The git svn tool that comes with Git serves as an interface between a local Git repository and a remote SVN repository. It lets developers write code and create commits locally with Git, then push them up to a central SVN repository with svn commit-style behavior.
git svn is a good option if you’re not sure about making the switch to Git and want to let some of your developers explore Git commands without committing to a full-on migration. It’s also perfect for the training phase—instead of an abrupt transition, your team can ease into it with local Git commands before worrying about collaboration workflows.
Note that git svn should only be a temporary phase of your migration process. Since it still depends on SVN for the “backend,” it can’t leverage the more powerful Git features like branching or advanced collaboration workflows.
Migrating your codebase is only one aspect of adopting Git. You also need to consider how to introduce Git to the people behind that codebase. External consultants, internal Git champions, and pilots teams are the three main strategies for moving your development team over to Git.

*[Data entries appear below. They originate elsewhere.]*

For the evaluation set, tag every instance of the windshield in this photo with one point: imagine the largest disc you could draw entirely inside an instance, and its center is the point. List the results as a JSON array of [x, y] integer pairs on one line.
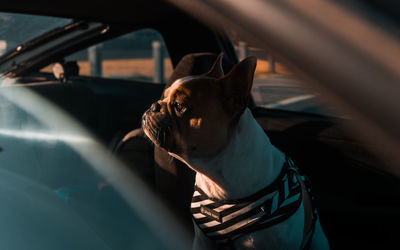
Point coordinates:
[[16, 29]]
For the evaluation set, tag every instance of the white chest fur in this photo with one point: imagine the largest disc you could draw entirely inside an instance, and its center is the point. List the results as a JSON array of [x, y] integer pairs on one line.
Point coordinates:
[[248, 163]]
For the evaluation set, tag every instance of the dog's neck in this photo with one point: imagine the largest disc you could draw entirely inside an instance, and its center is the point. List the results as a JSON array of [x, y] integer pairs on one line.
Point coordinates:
[[246, 165]]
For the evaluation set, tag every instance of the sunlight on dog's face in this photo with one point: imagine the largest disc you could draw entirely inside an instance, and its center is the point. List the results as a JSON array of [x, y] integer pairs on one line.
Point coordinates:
[[190, 120], [198, 114]]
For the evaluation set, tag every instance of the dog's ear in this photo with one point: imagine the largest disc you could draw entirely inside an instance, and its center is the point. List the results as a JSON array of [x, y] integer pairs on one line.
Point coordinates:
[[236, 85], [216, 70]]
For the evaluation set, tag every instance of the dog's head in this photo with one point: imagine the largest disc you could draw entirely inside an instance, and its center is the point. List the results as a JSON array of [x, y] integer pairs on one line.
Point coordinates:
[[197, 114]]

Git consultants can essentially handle the migration process for you for a nominal fee. This has the advantage of creating a Git workflow that’s perfectly suited to your team without investing the time to figure it out on your own. It also makes expert training resources available to you while your team is learning Git. Atlassian Experts are pros when it comes to SVN to Git migration and are a good resource for sourcing a Git consultant.
On the other hand, designing and implementing a Git workflow on your own is a great way for your team to understand the inner workings of their new development process. This avoids the risk of your team being left in the dark when your consultant leaves.
A Git champion is a developer inside of your company who’s excited to start using Git. Leveraging a Git champion is a good option for companies with a strong developer culture and eager programmers comfortable being early adopters. The idea is to enable one of your engineers to become a Git expert so they can design a Git workflow tailored to your company and serve as an internal consultant when it’s time to transition the rest of the team to Git.
Compared to an external consultant, this has the advantage of keeping your Git expertise in-house. However, it requires a larger time investment to train that Git champion, and it runs the risk of choosing the wrong Git workflow or implementing it incorrectly.
The third option for transitioning to Git is to test it out on a pilot team. This works best if you have a small team working on a relatively isolated project. This could work even better by combining external consultants with internal Git champions in the pilot team for a winning combo.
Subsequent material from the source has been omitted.